On Thursday we made an early start for Gillespie’s. The Main South road from this point was, in places, more imaginary than real, so we kept to the sea-beach. The heavy rain had ceased and the sun shone brightly on the shore, while inland great masses of cumulus cloud piled themselves above the mountain-tops. Our spirits were high, and the horses, too, seemed to revel in the glorious morning as they galloped along the firm, wet sands. The breakers came tumbling shoreward; above us were the cliffs of the sea-beach, covered in places with beautiful ferns and shrubs, through which, at intervals, the silver streak of some waterfall flashed in the sunlight. Beyond, the tall trees rose on a sort of tableland, and the forest stretched away to the foot-hills, above which gleamed the long line of glory of the Southern Alps. Peak after peak I recognized. Here were all our old snowy friends with their backs turned on us, but looking grander than ever in their stateliness of beetling crag and gleaming cone, above the sombre green of their forest setting. In riding along the beach to Gillespie’s the traveller has to study the tides. In places there are bold rocky bluffs that cannot be passed at high water. We were late enough at the last bluff, and Hughie Thompson, the mailman, shook his head dubiously as the foaming breakers came thundering amongst the big rocks. We waited some minutes, anxiously watching, and then made a dash for it, I, who came last, just escaping a big wave that broke as I passed. The pack-horses used in this mail service are, however, wonderfully sagacious animals. On occasions they have been left to their own devices whilst the mailman has taken a safer route along the rocks higher up. At such times they will be seen patiently watching the receding waves till a good opening occurs, when they will dash along to a safe standpoint, there to await another opportunity before dashing on again. Several men, however, have been drowned while rounding these bluffs, and their horses dashed to death on the rocks by the remorseless surf. In other cases the horses have escaped by swimming. The turbulent, unbridged rivers, too, have claimed heavy toll of the daring pioneers.

Gillespie’s Beach is a small mining settlement with one hotel and a few diggers’ huts.
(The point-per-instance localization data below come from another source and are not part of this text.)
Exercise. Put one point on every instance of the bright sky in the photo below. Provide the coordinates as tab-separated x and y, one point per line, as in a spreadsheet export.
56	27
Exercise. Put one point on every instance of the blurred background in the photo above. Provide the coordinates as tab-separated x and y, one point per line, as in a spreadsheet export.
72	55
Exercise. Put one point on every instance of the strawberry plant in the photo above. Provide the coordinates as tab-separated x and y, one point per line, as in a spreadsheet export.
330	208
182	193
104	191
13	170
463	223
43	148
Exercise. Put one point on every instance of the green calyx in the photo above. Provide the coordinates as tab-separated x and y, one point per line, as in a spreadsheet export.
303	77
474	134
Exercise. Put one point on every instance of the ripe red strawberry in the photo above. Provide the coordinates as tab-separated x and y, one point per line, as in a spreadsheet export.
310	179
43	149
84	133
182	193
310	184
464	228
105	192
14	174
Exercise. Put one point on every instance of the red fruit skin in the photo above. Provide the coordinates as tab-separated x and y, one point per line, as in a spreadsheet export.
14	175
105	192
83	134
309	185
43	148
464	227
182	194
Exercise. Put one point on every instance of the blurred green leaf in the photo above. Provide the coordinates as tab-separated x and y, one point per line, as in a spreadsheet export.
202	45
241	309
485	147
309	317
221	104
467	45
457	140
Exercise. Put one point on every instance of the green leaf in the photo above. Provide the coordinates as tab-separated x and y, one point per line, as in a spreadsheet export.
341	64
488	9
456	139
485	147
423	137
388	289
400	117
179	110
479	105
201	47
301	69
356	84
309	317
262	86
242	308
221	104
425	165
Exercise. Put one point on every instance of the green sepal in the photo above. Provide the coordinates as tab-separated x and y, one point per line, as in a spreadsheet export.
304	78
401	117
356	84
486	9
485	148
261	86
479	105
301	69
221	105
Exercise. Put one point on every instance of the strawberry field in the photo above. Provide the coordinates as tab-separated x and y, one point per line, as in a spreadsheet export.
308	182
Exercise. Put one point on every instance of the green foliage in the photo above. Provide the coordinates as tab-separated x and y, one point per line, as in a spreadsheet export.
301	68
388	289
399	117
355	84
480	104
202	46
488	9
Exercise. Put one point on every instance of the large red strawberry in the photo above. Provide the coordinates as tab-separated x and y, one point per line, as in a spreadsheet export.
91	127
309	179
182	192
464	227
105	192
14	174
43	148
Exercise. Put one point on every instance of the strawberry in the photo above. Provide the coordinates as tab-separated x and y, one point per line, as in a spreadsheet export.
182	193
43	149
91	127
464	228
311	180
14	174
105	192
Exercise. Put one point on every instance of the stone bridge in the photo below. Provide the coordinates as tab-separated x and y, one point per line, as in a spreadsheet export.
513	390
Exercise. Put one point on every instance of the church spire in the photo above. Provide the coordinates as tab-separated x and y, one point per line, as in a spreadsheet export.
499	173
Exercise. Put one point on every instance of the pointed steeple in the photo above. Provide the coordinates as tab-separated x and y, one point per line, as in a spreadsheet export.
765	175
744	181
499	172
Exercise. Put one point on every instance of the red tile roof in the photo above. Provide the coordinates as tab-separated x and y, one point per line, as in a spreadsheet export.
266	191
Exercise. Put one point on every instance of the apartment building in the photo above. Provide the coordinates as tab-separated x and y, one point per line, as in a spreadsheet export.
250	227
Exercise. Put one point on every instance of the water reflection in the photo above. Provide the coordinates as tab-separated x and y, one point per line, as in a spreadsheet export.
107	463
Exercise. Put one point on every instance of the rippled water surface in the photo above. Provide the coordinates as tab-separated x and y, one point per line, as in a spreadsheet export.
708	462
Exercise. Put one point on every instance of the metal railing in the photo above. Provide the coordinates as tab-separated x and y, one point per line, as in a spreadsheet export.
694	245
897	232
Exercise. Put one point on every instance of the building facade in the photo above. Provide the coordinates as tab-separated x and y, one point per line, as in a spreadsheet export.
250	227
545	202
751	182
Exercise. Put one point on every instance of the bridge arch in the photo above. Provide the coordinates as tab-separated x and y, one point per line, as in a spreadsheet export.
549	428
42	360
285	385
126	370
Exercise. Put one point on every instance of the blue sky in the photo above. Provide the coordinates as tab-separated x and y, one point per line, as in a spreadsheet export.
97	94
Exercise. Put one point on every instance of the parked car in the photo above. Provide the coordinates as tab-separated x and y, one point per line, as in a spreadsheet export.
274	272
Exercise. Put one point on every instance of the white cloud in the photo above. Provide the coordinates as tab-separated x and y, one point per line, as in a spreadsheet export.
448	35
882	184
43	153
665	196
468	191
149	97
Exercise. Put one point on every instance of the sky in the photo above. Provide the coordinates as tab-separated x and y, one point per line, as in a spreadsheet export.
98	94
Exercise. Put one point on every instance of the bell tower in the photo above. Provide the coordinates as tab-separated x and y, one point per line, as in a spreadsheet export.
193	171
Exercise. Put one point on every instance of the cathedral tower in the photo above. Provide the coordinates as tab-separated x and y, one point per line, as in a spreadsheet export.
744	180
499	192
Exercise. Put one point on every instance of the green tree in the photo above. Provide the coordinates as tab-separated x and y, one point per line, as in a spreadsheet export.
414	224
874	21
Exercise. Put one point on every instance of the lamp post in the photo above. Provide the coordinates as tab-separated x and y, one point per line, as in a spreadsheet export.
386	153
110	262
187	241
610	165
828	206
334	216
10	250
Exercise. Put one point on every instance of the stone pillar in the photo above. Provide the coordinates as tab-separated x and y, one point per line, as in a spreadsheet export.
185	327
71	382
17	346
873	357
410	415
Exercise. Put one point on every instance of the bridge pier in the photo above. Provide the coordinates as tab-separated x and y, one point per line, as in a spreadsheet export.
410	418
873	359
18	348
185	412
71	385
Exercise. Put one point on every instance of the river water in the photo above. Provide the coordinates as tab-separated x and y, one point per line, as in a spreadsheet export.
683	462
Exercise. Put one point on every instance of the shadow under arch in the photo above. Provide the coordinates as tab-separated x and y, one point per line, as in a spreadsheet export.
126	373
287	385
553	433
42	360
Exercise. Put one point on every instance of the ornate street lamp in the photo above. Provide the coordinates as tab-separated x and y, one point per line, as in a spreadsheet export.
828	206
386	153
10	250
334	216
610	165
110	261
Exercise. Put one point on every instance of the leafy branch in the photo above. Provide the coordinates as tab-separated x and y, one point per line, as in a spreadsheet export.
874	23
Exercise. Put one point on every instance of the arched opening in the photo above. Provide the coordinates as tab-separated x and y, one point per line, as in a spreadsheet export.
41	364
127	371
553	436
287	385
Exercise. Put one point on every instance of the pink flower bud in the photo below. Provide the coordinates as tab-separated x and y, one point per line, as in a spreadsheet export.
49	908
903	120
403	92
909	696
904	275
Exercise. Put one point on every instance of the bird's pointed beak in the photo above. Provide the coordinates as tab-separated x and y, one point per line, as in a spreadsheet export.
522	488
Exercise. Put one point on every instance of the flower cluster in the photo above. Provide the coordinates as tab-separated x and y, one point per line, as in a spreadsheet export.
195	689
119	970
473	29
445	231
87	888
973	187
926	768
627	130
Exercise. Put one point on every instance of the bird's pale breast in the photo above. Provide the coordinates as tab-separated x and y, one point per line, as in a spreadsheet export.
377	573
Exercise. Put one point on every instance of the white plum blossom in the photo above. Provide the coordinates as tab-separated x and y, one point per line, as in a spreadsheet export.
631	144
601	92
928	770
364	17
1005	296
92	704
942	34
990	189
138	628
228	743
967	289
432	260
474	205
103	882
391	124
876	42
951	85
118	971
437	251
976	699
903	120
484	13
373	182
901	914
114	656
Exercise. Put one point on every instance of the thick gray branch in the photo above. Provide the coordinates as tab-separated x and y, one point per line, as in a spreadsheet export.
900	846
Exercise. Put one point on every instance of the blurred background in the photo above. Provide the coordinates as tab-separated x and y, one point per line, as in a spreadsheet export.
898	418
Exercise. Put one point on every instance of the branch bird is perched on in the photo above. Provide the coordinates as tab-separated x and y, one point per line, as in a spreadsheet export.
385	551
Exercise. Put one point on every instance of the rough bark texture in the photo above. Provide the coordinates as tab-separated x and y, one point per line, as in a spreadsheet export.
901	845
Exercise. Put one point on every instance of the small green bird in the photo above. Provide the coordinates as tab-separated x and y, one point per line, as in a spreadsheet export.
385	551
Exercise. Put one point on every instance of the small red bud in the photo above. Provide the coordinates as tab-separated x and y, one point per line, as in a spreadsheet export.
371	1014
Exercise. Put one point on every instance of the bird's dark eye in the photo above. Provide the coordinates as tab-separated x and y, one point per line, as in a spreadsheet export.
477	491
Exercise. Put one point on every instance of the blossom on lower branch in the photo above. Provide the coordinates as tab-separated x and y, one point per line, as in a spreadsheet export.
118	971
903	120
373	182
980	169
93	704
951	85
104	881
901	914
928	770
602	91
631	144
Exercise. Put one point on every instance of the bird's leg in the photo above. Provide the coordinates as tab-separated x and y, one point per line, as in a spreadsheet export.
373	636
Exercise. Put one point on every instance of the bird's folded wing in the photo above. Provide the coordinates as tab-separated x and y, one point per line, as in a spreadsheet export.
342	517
I had to wait here for some days, but did not grudge the time, as both my leg and the weather were bad. Eventually I moved on farther south, and stayed in a hut with four miners and an entertaining young Maori named Friday. The hut was on a small cattle ranch owned by an old West Coaster who was then in the Hokitika Hospital. His nephew, Dick Fiddian, a strong, bright, Lancashire lad, was in charge, and, as I was not very sure that my leg would hold out, I engaged him to accompany me part of the way on my return journey to the Hermitage. All the people I met on the way down shook their heads gravely when they learned that I purposed crossing the Alps alone; but I knew if my leg held out for the first two days I should be all right. I was rather pleased than otherwise that the weather continued bad, for the enforced idleness gave my leg a chance to mend. Much bathing with warm water and rubbing with a horse embrocation, a panacea for all outward ailments in these parts, had considerably reduced the swelling.